Railway workers have voted to go on national strike threatening major summer travel disruption across the UK.
Members of the RMT union have voted in favour of strike action across Network Rail and 13 train operating companies.
General secretary Mick Lynch said "members want a decent pay rise, job security and no compulsory redundancies".
The Department for Transport said strikes should always be the last resort not the first.
A spokesperson said: "It is hugely disappointing and premature that the RMT is calling for industrial action before even entering discussions."
The RMT union said its leaders would meet to discuss a timetable for strike action from mid-June.
"We sincerely hope ministers will encourage the employers to return to the negotiating table and hammer out a reasonable settlement with the RMT," said Mr Lynch.
Network Rail, which maintains the railway, voted in favour of strike action and action short of strike. Its workers have not taken part in a national strike since 1994.

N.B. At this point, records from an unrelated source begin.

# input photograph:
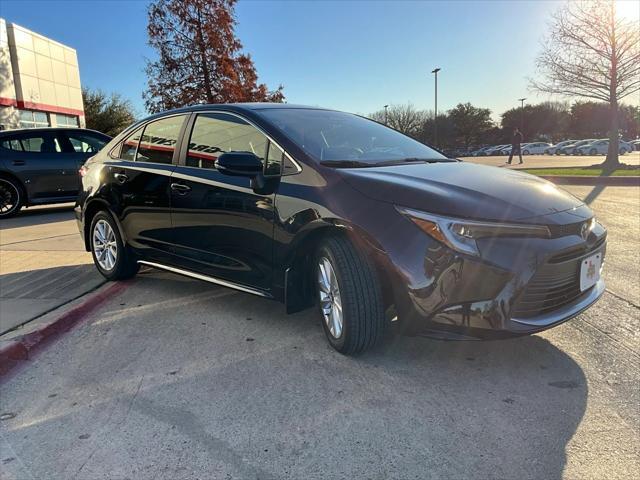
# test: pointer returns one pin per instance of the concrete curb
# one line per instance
(585, 180)
(18, 347)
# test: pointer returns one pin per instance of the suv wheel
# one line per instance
(349, 297)
(112, 258)
(11, 197)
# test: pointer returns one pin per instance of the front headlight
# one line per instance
(461, 235)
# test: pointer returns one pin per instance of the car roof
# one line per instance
(49, 129)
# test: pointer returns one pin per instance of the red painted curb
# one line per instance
(20, 348)
(630, 181)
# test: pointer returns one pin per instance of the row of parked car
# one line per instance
(591, 146)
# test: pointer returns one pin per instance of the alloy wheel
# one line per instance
(9, 197)
(105, 246)
(330, 300)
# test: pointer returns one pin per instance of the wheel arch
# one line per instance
(90, 211)
(298, 264)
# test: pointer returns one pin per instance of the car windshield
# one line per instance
(343, 139)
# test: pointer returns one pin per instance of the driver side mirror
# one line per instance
(239, 164)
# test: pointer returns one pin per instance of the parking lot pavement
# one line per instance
(551, 161)
(42, 264)
(179, 379)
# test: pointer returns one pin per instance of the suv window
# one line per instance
(33, 142)
(216, 133)
(83, 142)
(129, 146)
(159, 140)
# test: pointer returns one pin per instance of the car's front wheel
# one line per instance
(349, 296)
(111, 256)
(11, 197)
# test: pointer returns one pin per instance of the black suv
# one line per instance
(40, 166)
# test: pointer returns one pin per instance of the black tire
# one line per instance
(12, 197)
(359, 293)
(125, 265)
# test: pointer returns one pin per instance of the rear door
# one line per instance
(37, 158)
(77, 146)
(138, 180)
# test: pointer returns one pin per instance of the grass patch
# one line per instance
(584, 172)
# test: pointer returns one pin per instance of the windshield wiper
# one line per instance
(346, 164)
(414, 160)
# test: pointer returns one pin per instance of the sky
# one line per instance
(350, 55)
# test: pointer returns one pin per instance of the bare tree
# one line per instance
(592, 53)
(404, 118)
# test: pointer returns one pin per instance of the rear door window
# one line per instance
(44, 142)
(159, 140)
(84, 142)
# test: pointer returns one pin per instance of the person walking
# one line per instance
(516, 141)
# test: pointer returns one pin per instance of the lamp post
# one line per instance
(435, 119)
(521, 100)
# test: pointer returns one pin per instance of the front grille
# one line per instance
(554, 285)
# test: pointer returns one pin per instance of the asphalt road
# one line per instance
(177, 379)
(43, 264)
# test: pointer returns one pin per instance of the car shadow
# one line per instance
(492, 409)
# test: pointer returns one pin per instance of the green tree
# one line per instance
(109, 114)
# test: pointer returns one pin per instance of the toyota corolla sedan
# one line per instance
(309, 206)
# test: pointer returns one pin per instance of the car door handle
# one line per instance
(121, 177)
(180, 188)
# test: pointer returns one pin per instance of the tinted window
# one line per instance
(330, 135)
(216, 133)
(274, 160)
(159, 140)
(85, 142)
(11, 144)
(130, 145)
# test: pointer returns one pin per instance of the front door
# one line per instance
(222, 227)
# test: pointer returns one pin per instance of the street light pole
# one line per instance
(435, 119)
(521, 100)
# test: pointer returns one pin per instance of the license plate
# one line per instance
(590, 271)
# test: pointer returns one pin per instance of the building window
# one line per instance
(32, 119)
(66, 120)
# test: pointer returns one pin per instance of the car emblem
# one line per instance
(584, 230)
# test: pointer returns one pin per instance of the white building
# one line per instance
(39, 81)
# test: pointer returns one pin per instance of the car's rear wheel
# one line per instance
(349, 296)
(112, 257)
(11, 197)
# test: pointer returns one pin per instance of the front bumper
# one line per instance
(448, 295)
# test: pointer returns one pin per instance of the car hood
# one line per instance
(467, 190)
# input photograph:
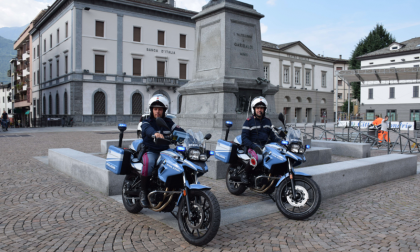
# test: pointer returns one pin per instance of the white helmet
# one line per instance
(158, 101)
(259, 102)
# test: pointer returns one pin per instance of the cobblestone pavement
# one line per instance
(44, 210)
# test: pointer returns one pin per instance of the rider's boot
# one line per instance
(144, 201)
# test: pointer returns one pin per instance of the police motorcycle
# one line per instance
(174, 182)
(297, 196)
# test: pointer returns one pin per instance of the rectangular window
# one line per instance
(266, 72)
(137, 67)
(161, 69)
(183, 41)
(414, 115)
(297, 76)
(416, 91)
(66, 64)
(286, 75)
(182, 71)
(392, 114)
(100, 29)
(58, 68)
(99, 64)
(137, 34)
(161, 38)
(392, 93)
(308, 78)
(370, 115)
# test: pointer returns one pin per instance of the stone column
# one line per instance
(302, 81)
(281, 74)
(313, 77)
(292, 74)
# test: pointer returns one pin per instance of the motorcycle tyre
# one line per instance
(131, 208)
(214, 222)
(297, 216)
(235, 191)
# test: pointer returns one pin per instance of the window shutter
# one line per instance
(183, 43)
(137, 67)
(161, 69)
(183, 71)
(99, 29)
(161, 38)
(136, 35)
(99, 64)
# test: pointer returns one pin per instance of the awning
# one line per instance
(384, 76)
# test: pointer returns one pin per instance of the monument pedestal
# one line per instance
(228, 61)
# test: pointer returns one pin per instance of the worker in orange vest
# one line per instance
(377, 123)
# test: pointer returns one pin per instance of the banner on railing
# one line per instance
(365, 124)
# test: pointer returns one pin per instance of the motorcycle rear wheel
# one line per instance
(132, 206)
(308, 202)
(233, 187)
(205, 221)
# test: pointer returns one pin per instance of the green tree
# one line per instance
(345, 109)
(377, 38)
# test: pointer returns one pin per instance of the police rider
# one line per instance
(256, 131)
(158, 107)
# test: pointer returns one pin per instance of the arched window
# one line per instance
(50, 105)
(136, 104)
(65, 103)
(44, 105)
(179, 104)
(57, 104)
(99, 103)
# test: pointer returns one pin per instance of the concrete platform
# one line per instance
(339, 178)
(87, 169)
(356, 150)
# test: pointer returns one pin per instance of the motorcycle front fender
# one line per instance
(193, 187)
(296, 173)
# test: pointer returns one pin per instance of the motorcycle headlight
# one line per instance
(203, 157)
(295, 148)
(194, 154)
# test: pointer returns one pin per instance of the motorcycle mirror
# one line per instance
(207, 137)
(161, 123)
(281, 118)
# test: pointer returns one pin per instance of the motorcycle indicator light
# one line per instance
(180, 148)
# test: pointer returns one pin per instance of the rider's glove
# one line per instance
(257, 149)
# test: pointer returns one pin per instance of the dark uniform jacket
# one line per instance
(150, 127)
(257, 131)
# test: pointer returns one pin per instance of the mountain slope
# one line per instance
(6, 54)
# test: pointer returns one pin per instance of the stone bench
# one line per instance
(356, 150)
(87, 169)
(339, 178)
(106, 143)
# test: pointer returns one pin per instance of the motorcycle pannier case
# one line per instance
(118, 160)
(225, 151)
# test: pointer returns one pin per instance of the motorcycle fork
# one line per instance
(292, 179)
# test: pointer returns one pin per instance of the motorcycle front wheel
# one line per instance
(205, 217)
(307, 202)
(131, 205)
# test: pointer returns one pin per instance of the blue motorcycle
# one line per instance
(297, 196)
(174, 182)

The company plans to shed 2,500 maintenance jobs as it tries to make £2bn of savings over the next two years.
If its staff, which include signallers walked out, that would affect both passenger services and the movement of goods by train, including bulk consignments of fuel, and some food.
It is possible that trains would only run for part of the day, such as from 07:00 to 19:00 BST and only on main lines.
Services could be reduced to around a fifth of the normal weekday timetable.
Network Rail's chief executive Andrew Haines warned "everyone loses if there's a strike".
He said: "We urge the RMT to sit down with us and continue to talk, not walk, so that we can find a compromise and avoid damaging industrial action."
The Rail Delivery Group said that while disruption would be inevitable if industrial action takes place, train companies will do all they can to keep as many people and goods moving as possible.
Earlier on Tuesday, Transport Secretary Grant Shapps said the government would prioritise the supply of food, goods and energy in the event of widespread strikes.
The strike ballot of National Union of Rail, Maritime and Transport Workers saw 89% vote in favour of a strike and 11% against. Some 71% of RMT's 40,000 members voted.
RMT workers at 13 train companies also voted in favour. These were:
- Chiltern Railways
- Cross Country Trains
- Greater Anglia
- East Midlands Railway
- Great Western Railway
- Northern Trains
- South Eastern Railway
- South Western Railway
- TransPennine Express
- Avanti West Coast
- West Midlands Trains.
GTR (including Gatwick Express) voted only for action short of a strike. And Island line on the Isle of Wight voted against either.